When you take them off, blow in them before putting them away as they will naturally be a little damp from wearing. Be sure to keep them on when you clean them or they might shrink. I hope you will like them and will wear them for me on Friday night.

All my love.

 

Dead Again

A funeral service is being held in a synagogue for a woman who has just passed away. At the end of the service, the pallbearers are carrying the casket out when they accidentally bump into a wall jarring the casket.

They hear a faint moan. They open the casket and find that the woman is actually alive.

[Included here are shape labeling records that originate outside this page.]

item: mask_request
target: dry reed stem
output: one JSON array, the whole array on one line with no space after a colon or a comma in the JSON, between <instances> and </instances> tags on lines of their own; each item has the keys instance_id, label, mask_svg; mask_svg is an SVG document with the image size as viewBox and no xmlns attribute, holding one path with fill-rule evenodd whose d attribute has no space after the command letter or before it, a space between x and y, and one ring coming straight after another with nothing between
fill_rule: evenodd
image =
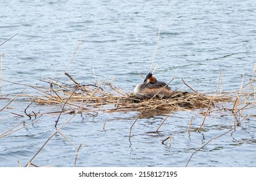
<instances>
[{"instance_id":1,"label":"dry reed stem","mask_svg":"<svg viewBox=\"0 0 256 180\"><path fill-rule=\"evenodd\" d=\"M21 130L21 129L23 129L23 128L25 128L26 127L30 125L30 124L32 124L32 123L35 123L36 122L37 122L38 120L40 120L40 118L41 118L41 117L38 118L36 119L35 120L34 120L33 122L32 122L28 123L27 125L25 125L25 126L23 126L23 127L20 127L20 128L18 128L18 129L15 129L15 130L12 130L12 131L11 131L11 132L9 132L10 130L12 130L12 129L14 129L15 127L18 126L19 125L20 125L20 124L21 123L21 122L19 122L18 124L16 124L15 125L14 125L14 127L12 127L11 129L10 129L9 130L6 130L6 133L4 133L4 134L1 134L1 135L0 135L0 138L4 137L4 136L7 136L7 135L8 135L8 134L10 134L14 133L14 132L16 132L16 131L17 131L17 130Z\"/></svg>"},{"instance_id":2,"label":"dry reed stem","mask_svg":"<svg viewBox=\"0 0 256 180\"><path fill-rule=\"evenodd\" d=\"M199 151L201 149L202 149L204 147L205 147L206 145L207 145L210 141L212 141L212 140L217 139L222 136L225 135L226 134L227 134L228 132L230 132L231 130L232 130L233 129L231 129L230 130L228 130L228 131L225 132L224 133L221 134L221 135L219 135L216 137L214 138L212 138L208 141L207 141L204 145L203 145L202 146L201 146L201 147L199 147L199 148L197 148L194 152L192 153L192 154L190 156L190 159L188 159L186 165L186 167L188 166L188 163L190 162L191 159L192 158L193 156L198 151Z\"/></svg>"},{"instance_id":3,"label":"dry reed stem","mask_svg":"<svg viewBox=\"0 0 256 180\"><path fill-rule=\"evenodd\" d=\"M68 142L69 142L77 150L78 147L77 147L64 134L63 134L61 131L59 130L58 134L61 135Z\"/></svg>"},{"instance_id":4,"label":"dry reed stem","mask_svg":"<svg viewBox=\"0 0 256 180\"><path fill-rule=\"evenodd\" d=\"M162 90L164 89L164 88L165 88L166 87L167 87L169 84L173 80L173 79L171 80L168 84L166 84L162 88L161 88L161 89L160 89L155 95L153 96L153 97L152 97L148 101L148 103L146 104L145 107L144 107L143 110L141 112L141 113L139 114L139 116L137 117L137 118L135 120L135 121L133 122L133 123L132 123L131 127L130 128L130 134L129 134L129 141L130 143L132 143L131 142L131 138L132 138L132 127L133 127L134 124L137 122L137 121L138 120L139 118L141 116L141 115L142 114L142 113L144 112L144 111L146 109L146 108L147 107L147 106L149 105L149 104L150 103L150 102L156 96L157 96L157 94Z\"/></svg>"},{"instance_id":5,"label":"dry reed stem","mask_svg":"<svg viewBox=\"0 0 256 180\"><path fill-rule=\"evenodd\" d=\"M250 88L249 88L249 90L248 90L248 94L247 94L246 98L245 100L244 100L244 103L243 107L246 105L246 103L247 103L247 101L248 101L248 98L249 98L249 96L250 96L250 91L251 91L251 86L252 86L252 83L253 83L253 78L254 78L254 74L255 74L255 70L256 70L256 62L255 62L255 64L254 64L253 71L253 73L252 73L251 82L250 82ZM240 112L240 114L241 114L241 115L242 114L242 111Z\"/></svg>"},{"instance_id":6,"label":"dry reed stem","mask_svg":"<svg viewBox=\"0 0 256 180\"><path fill-rule=\"evenodd\" d=\"M18 34L19 34L19 33L17 33L15 35L14 35L13 36L12 36L11 37L10 37L9 39L8 39L6 40L5 40L3 42L2 42L2 44L0 44L0 46L1 46L3 44L6 43L6 42L9 41L12 38L14 37L15 36L16 36Z\"/></svg>"},{"instance_id":7,"label":"dry reed stem","mask_svg":"<svg viewBox=\"0 0 256 180\"><path fill-rule=\"evenodd\" d=\"M77 154L75 154L75 162L74 163L74 166L73 166L74 167L75 166L75 165L77 163L77 158L78 158L78 152L79 152L79 150L80 150L81 147L82 147L82 144L80 144L79 146L77 148Z\"/></svg>"},{"instance_id":8,"label":"dry reed stem","mask_svg":"<svg viewBox=\"0 0 256 180\"><path fill-rule=\"evenodd\" d=\"M63 111L63 109L64 109L64 107L65 105L66 105L66 104L68 102L68 101L70 99L70 98L72 96L72 95L74 94L74 93L75 92L75 91L77 90L77 87L75 87L75 90L74 90L74 91L72 92L72 93L71 94L71 95L68 97L68 99L65 101L65 102L64 103L63 106L63 107L62 107L62 109L61 109L61 113L59 113L59 116L58 116L58 118L57 118L57 120L56 120L56 123L55 123L55 128L57 128L57 124L58 122L59 122L59 118L61 117L61 113L62 113L62 112ZM62 100L62 99L61 99L61 100Z\"/></svg>"},{"instance_id":9,"label":"dry reed stem","mask_svg":"<svg viewBox=\"0 0 256 180\"><path fill-rule=\"evenodd\" d=\"M78 49L79 48L79 46L80 46L81 42L82 42L82 40L83 40L83 37L82 37L82 38L81 39L81 40L79 40L79 42L78 43L77 47L77 48L75 49L75 52L73 53L72 57L71 57L71 59L70 59L70 60L68 61L68 64L66 65L65 69L63 71L63 72L62 73L62 74L61 75L61 76L59 76L59 79L57 80L56 82L58 82L59 80L61 78L62 76L64 74L64 73L66 73L66 69L68 69L68 68L69 65L70 64L71 61L72 61L72 60L74 59L74 58L75 57L75 54L77 53L77 51Z\"/></svg>"},{"instance_id":10,"label":"dry reed stem","mask_svg":"<svg viewBox=\"0 0 256 180\"><path fill-rule=\"evenodd\" d=\"M155 51L154 51L153 55L153 59L152 59L152 63L151 63L151 66L150 66L150 72L151 72L151 71L152 70L153 64L153 62L154 62L154 61L155 61L155 55L156 55L156 53L157 53L157 46L158 46L158 44L159 44L159 43L161 28L161 25L160 24L160 25L159 25L159 30L158 30L157 40L157 42L156 42L156 43L155 43Z\"/></svg>"},{"instance_id":11,"label":"dry reed stem","mask_svg":"<svg viewBox=\"0 0 256 180\"><path fill-rule=\"evenodd\" d=\"M214 99L214 98L213 98L213 99ZM200 132L200 130L201 129L202 127L202 126L204 125L204 124L205 119L206 119L206 118L207 114L208 113L208 111L209 111L209 109L210 109L210 106L211 104L212 104L212 100L211 99L211 100L210 100L210 103L209 103L208 107L207 107L206 111L205 112L204 117L204 119L203 119L203 120L202 120L202 124L201 124L201 125L199 127L199 128L197 129L197 132Z\"/></svg>"},{"instance_id":12,"label":"dry reed stem","mask_svg":"<svg viewBox=\"0 0 256 180\"><path fill-rule=\"evenodd\" d=\"M217 85L217 89L216 89L217 93L218 92L220 82L221 82L220 93L221 94L222 89L222 71L221 71L219 73L219 80L218 80L218 84Z\"/></svg>"},{"instance_id":13,"label":"dry reed stem","mask_svg":"<svg viewBox=\"0 0 256 180\"><path fill-rule=\"evenodd\" d=\"M190 126L191 126L191 124L192 123L192 120L193 120L193 116L191 117L191 119L190 119L190 123L188 125L188 129L186 130L186 132L190 132Z\"/></svg>"},{"instance_id":14,"label":"dry reed stem","mask_svg":"<svg viewBox=\"0 0 256 180\"><path fill-rule=\"evenodd\" d=\"M0 112L3 111L5 108L6 108L17 97L18 97L23 91L26 89L26 88L25 88L23 90L22 90L19 94L17 94L14 98L12 98L8 104L6 105L5 105L4 107L3 107L1 109L0 109Z\"/></svg>"},{"instance_id":15,"label":"dry reed stem","mask_svg":"<svg viewBox=\"0 0 256 180\"><path fill-rule=\"evenodd\" d=\"M191 90L192 90L195 93L196 93L196 94L198 93L198 92L197 92L197 91L195 91L194 89L193 89L192 87L191 87L190 86L189 86L185 82L185 81L184 81L182 78L181 78L181 80L182 80L182 81L183 82L183 83L184 83L186 86L188 86Z\"/></svg>"},{"instance_id":16,"label":"dry reed stem","mask_svg":"<svg viewBox=\"0 0 256 180\"><path fill-rule=\"evenodd\" d=\"M102 84L105 82L106 78L103 80L103 82L99 86L99 87L95 89L94 93L96 93L97 90L101 87ZM94 93L92 93L91 94L91 96L94 95ZM87 99L86 102L83 103L83 104L80 106L80 107L77 110L77 111L73 114L72 116L71 116L69 119L68 119L63 124L62 124L50 137L49 138L44 142L44 143L42 145L42 147L39 148L39 150L35 154L35 155L33 156L33 157L31 158L31 159L28 162L28 163L26 165L26 167L28 166L29 163L33 161L33 159L37 156L37 154L41 152L41 150L44 148L44 147L47 144L47 143L52 139L52 138L57 133L66 123L68 123L72 119L73 119L74 117L75 116L75 115L80 111L80 110L83 108L83 107L88 103L89 100L89 98Z\"/></svg>"},{"instance_id":17,"label":"dry reed stem","mask_svg":"<svg viewBox=\"0 0 256 180\"><path fill-rule=\"evenodd\" d=\"M174 109L176 109L176 107L177 105L176 105L172 110L170 111L169 114L166 116L166 117L164 118L164 120L162 122L162 123L159 125L158 128L157 129L157 132L158 132L158 130L160 129L160 127L162 126L162 125L164 123L164 122L167 120L167 118L170 116L170 115L173 112Z\"/></svg>"},{"instance_id":18,"label":"dry reed stem","mask_svg":"<svg viewBox=\"0 0 256 180\"><path fill-rule=\"evenodd\" d=\"M172 143L172 136L168 136L166 138L165 138L164 140L162 141L162 144L164 144L164 142L166 141L167 141L168 140L170 140L170 143Z\"/></svg>"},{"instance_id":19,"label":"dry reed stem","mask_svg":"<svg viewBox=\"0 0 256 180\"><path fill-rule=\"evenodd\" d=\"M237 96L237 98L235 99L235 103L234 103L234 106L233 107L233 109L235 108L235 114L234 114L234 130L235 130L235 126L236 126L236 122L237 122L237 104L238 104L238 100L239 97ZM232 110L232 113L233 113Z\"/></svg>"}]
</instances>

She lives for 10 more years and then dies. A ceremony is again held at the same synagogue and at the end of the service the pallbearers are again carrying out the casket. As they are walking, the husband cries out, "Please don’t hit the wall again!"

 

He’n & She’n

The preacher stood before the congregation. ’’Brothers and Sisters, I understand that there have been some he’n and she’n going on. I will not tolerate fornication in my church. All of those who are guilty, leave my presence.’’ So some men and women exited the church.

’’Brothers and Sisters, I also understand that there have been some he’n and he’n going on. Those who are guilty, leave my presence.’’ So some embarrassed men exited the church.

’’Brothers and Sisters, I also understand that there have been some she’n and she’n going on. Those who are guilty, leave my presence.’’ So some women got up and exited the church. The preacher looked around and the only one left in the church was a little boy sitting in the front pew. The preacher walked up to the boy.

’’I would like to commend you for being such an upright, loyal Christian.’’

’’Hold up now preacher. If you had gotten down to some me’n and some me’n, I’d have to get up and leave too!’’

 

Heavenly Help

Betty & Tim were killed in an auto accident on the eve of their wedding. When they reached the pearly gates, St. Peter met them. They asked if they could still be married in Heaven.

"Well, let me find out if this is possible. Stay here and I will be right back."

Six months passed and finally Peter returned.

"Yes, we can do this for you."

"Well, as we have spent so much time together waiting for your answer, we need to know that if things don’t work out there’s a possibility that we could be divorced?’ To which St. Peter answered "It took me six months to find a priest in heaven...how long do you think it will take me to find a lawyer up there?"